Ey varlığımın canlı kalmasını sağlayan, aldığım nefesim, atan yüreğim, kuru ekmeğim, tiryakisi olduğum sigaram, beni ölümsüz kılan ab-ı hayatım, gözümden akmayan yaşım, dilimden düşmeyen şarkım, yazmaktan bıkmayacağım son şiirim, narım, nurum, titreyen elim, ağrıyan dizim, vazgeçilmezim, her şeyimde var olan her şeyim sen bu ömürde var oldukça bil ki ben yaşamaktan bıkmayacağım ve bil ki ceylan gözlüm, ahu bakışlım sen içimde büyüttüğüm narin çiçeğimsin ve ben o çiçeğe canımdan öte bakacağım. Ömrüm bir gün bitecekse –ki elbet bitecek- sen ol yanı başımda ki ölüm geldiğinde kapıma Azrail’e teslim ettiğimde emaneti bir tebessüm kalsın cansız bedenimde. O tebessümün müsebbibi sensin bilesin.
Ey sevgili,

Biz seninle ayrı bedenlerde barınan ama aynı ruha sahip olan, aynı yüreği paylaşan iki sevdalıyız. Benim ruhum sende barınır ve sensin göğüs kafesimde beni yaşatan. 

(17/12/2011 tarihinde kaleme alınmıştır.)

AKIP GİDEN ZAMANSA DA

Akıp giden zamansa da başucumuzdan
Asıl giden yardır gönül bağından
Hoş gidenler dönmediler mi ki
Terk edip dönerler elbet gittikleri yeri
Bağban olacağı varsa da o gönül bağında
Yine sultan olurlar, yine kurulurlar gönül tahtına
Hey gidi zaman geç git artık ak akabildiğine
Bu hasret de sendendir bu zulüm, bu hüzün de
Geç ki gözüm açılana kadar henüz kapatmışken
Aracı ol sen sevdiğimle vuslatımda.
Geç be kör olasıca zaman geç git
Bekletme çok beni bu yangında
Serpmelik su lazım değildir zira
 Ancak sevgi şelalesi gerek bu Emrah’a
Sen ey sevgili gideceksin biliyorum
Döneceksin de geri bu da aklımdadır
Ama özleyeceğim be hem de çok
Hasret yangınım tutuşacak yine
Yine kendimle kalacağım
Yine bu mendebur ben kalacak
Bırakma çok beni bana
Malum ben bana iyi gelmem
Kendime söver şiirler yazarım ölmek üzerine
Ya da karalarım yazdıklarımı hep bir karanlıkla
Gidişin sessizce hissettirmeden olsun
Dönüşün dağları yerinden oynatsın
Kurumuş dereler aksın, akan çaylar coşsun
Gönlümdeki çöl gibi her yer mamur olsun
Yüreğim gibi her yer seninle dolsun
Bırak bu deliyi de gelişinle ayaklarına paspas
Gecene yıldız, kışına güneş olsun
Bırak Allah aşkına
Bırak da bu deliyi seninle ömrü ömür dolsun.

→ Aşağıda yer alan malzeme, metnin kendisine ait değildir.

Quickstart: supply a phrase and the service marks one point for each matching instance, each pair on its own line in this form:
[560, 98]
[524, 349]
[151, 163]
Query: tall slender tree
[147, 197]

(Şubat 2013 tarihinde kaleme alınmış bir şiirim daha)

11 Şubat 2016 Perşembe

SİGARAMA

Vakit doldu tamamdır 
Ver ordan sigaramı 
Çakayım kibriti artık 
Çekeyim ciğerime dibine kadar 
Sadece gri bir yalnızlık.
Ver işte şu zıkkımı 
Bilsem ne olacak 
Yaşayamadığım hayatın sırrını 
Biraz daha yaşatacak 
Gönlümdeki umut hırsızını.
Etme! Beni bırak biraz 
Kendi halimde kalayım 
Kaşlar kalem, dudaklar kiraz 
Bir aşkın yasını tutayım
Öleyim işte az az.






(2 Haziran 2010 tarihinde Cahit Sıtkı Tarancı'nın "Haydi Abbas" şiirine nazire olarak yazılmıştır.)